Released in 2013, BioShock Infinite is the second sequel to 2008’s BioShock. While Infinite is a radically different game, it still fits into the series nicely. The player leaves behind the undersea city of Rapture in exchange for the flying city of Colombia.
Of course, with this drastic change comes a narrative with a different tone and a new perspective. While Infinite is an incredible game all on its own, it fails to live up to BioShock in various ways.
“Bring us the girl and wipe away the debt.”
This is the quote that echoes throughout the story of BioShock Infinite. It serves as a reminder of the main character’s goal, as well as a teasing mystery. A mystery that holds the player’s attention until the truth is revealed.
BioShock Infinite is initially about Booker DeWitt traveling to a flying city to rescue a woman named Elizabeth. The goal is simple enough to explain. The execution is far more complicated, however.
Booker DeWitt may be the playable character, but the narrative does not focus on him entirely. Although, he has a much larger presence in Infinite than Jack did in BioShock. This is good, as Booker is quite interesting. However, the girl he is meant to save is the real star of the show.
Elizabeth is a young woman who has been locked away in a tower for all of her life. Watching as she interacts with the outside world for the first time is captivating. And it is moving to witness Elizabeth grow wise to the ugly ways of the world. The adventure shared between Elizabeth and DeWitt goes to some crazy places that leaves your mind reeling.
Lost Plot Points
The first half of BioShock Infinite is great. The world is beautiful and it seems to be heading towards a gritty discussion on heavy topics.
Unfortunately, that is where it stops for the most part. The game almost immediately sets up plot points dealing with controversial topics such as racism, nationalism, and religion. But, these are largely abandoned by the second half of the game.
BioShock painted issues and philosophies such as Objectivism with ease. Infinite shies away from the issues that give its first act flavor and thought. While they do pop up and play minor roles throughout the story, the narrative focuses more on sci-fi adventure instead. This is personally disappointing: the narrative plays it safe by sticking to Elizabeth’s story.
There is no doubt that Infinite is fun to play. It is a simple, easy-to-learn game in the same vein as BioShock. You have a few great options to choose from in the weapons category. You also have the companion to Plasmids, called “Vigors” in BioShock Infinite.
Vigors are familiar for the most part. They give you powers that are helpful in combat and can make for neat play styles.

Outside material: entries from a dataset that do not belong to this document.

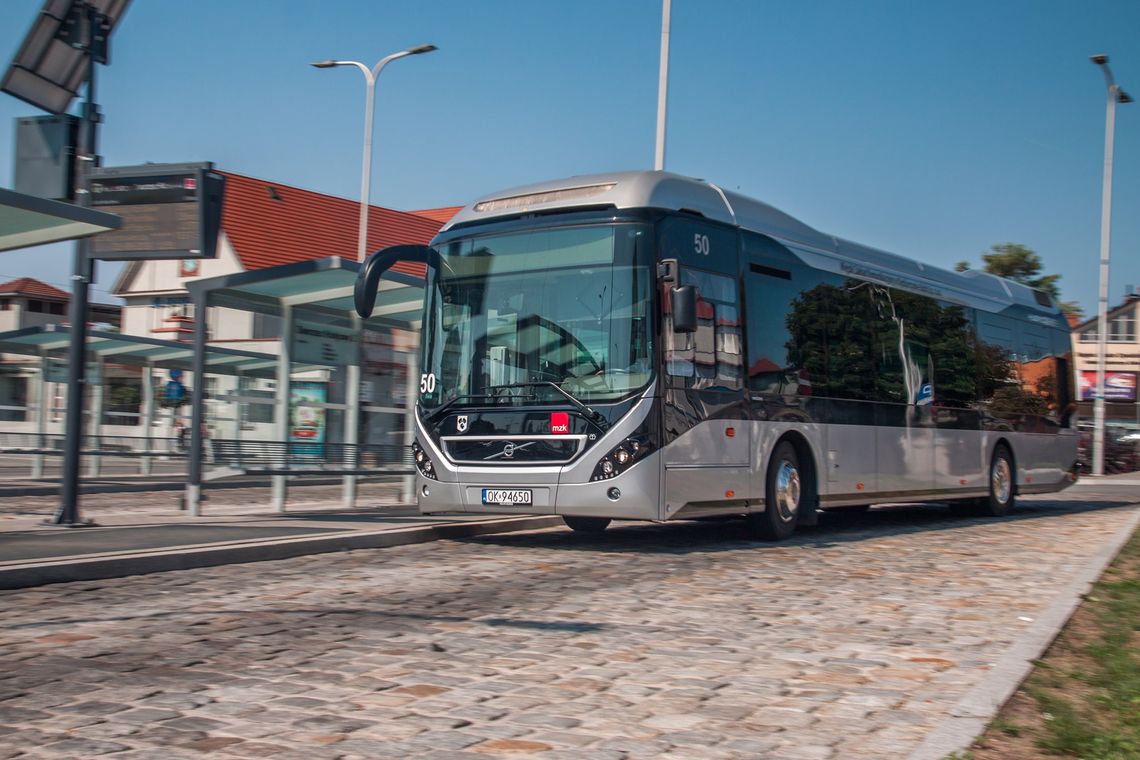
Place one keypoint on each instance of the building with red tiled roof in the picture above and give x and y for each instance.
(263, 223)
(27, 302)
(442, 215)
(270, 223)
(34, 288)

Whether you’re tossing fireballs or covering a foe in crows, the combat is fun.
A big addition to BioShock Infinite is the “skyhook.” The skyhook has two valuable mechanics to it. It allows Booker to melee enemies effectively. Most importantly, it also allows the player to traverse the skyline.
The skyline is a rail system that runs throughout Colombia. With a button press, the player jumps onto the rail and speeds around the battlefield. From here, you can shoot at foes or position yourself better on the ground.

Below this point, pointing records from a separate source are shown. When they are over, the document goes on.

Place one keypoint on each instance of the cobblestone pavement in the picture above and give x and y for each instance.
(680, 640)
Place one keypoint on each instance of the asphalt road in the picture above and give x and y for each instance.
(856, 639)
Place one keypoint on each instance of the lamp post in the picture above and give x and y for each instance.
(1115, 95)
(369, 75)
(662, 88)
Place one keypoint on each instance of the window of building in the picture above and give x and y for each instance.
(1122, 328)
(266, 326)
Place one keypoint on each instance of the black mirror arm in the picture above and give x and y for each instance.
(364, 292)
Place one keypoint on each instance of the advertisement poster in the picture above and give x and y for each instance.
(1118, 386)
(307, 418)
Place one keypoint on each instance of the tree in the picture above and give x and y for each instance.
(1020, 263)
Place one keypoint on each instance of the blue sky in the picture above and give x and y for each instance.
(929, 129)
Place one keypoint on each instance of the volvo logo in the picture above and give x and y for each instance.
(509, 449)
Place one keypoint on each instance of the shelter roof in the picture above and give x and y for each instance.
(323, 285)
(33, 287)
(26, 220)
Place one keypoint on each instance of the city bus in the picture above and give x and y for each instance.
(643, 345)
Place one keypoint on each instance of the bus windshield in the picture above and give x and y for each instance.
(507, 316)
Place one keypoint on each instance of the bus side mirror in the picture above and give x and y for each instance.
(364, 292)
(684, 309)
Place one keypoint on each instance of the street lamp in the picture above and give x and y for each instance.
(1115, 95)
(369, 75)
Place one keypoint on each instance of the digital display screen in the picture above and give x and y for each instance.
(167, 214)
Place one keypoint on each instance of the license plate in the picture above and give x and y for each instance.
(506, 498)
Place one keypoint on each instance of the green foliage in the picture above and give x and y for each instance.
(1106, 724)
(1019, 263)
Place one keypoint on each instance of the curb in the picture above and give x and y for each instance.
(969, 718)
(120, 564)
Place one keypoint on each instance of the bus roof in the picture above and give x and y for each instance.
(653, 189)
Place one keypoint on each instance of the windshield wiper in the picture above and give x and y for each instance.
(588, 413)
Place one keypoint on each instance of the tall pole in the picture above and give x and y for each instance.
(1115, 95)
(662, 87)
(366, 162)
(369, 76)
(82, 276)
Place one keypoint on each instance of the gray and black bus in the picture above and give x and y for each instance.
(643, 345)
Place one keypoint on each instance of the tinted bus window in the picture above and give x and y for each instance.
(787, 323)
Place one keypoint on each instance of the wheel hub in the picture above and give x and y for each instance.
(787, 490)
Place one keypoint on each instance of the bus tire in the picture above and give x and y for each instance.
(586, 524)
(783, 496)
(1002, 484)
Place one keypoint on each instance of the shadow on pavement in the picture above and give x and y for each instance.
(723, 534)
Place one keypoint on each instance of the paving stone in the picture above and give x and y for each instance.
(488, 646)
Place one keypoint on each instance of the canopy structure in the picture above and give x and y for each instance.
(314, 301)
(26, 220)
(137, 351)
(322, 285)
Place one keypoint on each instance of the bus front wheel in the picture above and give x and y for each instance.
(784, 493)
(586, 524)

In BioShock Infinite, you fight a good range of enemies. The standard foe could be a Colombian law enforcer, a Vox Populi radicalist, and even the Colombian equivalent of a splicer. These are your usual enemy fodder, but there is far more to the game than that.
Booker goes up against motorized Handymen: huge, sad creatures of flesh and metal who pack a punch. Robots in the form of U.S. presidents appear at various points in the game. Even a few supernatural enemies are featured in Infinite. They grant the player more variety in combat situations and keep things fresh.
A Good Partner
The quickest way to kill momentum in a game is to feature an escort mission. BioShock Infinite is one of the games that realized that escorting NPCs is a bad time for players. Therefore, the developers decided to make Elizabeth an actual asset to DeWitt in combat. She is able to find items such as money and ammo to offer to the player mid-battle. This also goes for the occasional gun.
But, her real power comes in the form of tears in reality. Using these tears, Elizabeth is able to bring defensive objects into reality for the player to use. She can also summon offensively, using turrets to turn the tide of combat. Plus, she cannot actually be hurt at any point, which is great.
BioShock Infinite has a lot to live up to in regards to setting and atmosphere. BioShock’s Rapture is one of the most iconic gaming locations in recent memory. Therefore, it is only natural that Colombia will be held to the same standards. While the flying city does not quite reach the same level of hype that Rapture did, it’s still a fantastic setting.
Colombia is gorgeous and presented in a cinematic way. Collectibles found throughout the game flesh out more of the city’s backstory. The locations within Colombia can range from cheery and warm to creepy and tense. Honestly, it’s easy to imagine that many people will prefer the vibrant Colombia over the dreary Rapture any day.
BioShock Infinite is not a perfect game, but that does not mean it’s bad at all. It is fantastic at its best and average at its absolute worst. The worst being an annoying boss fight that is recycled three times.
However, the great moments and characters in BioShock Infinite overshadow that completely. Infinite may not quite live up to the original BioShock, but that doesn’t stop it from being terrific.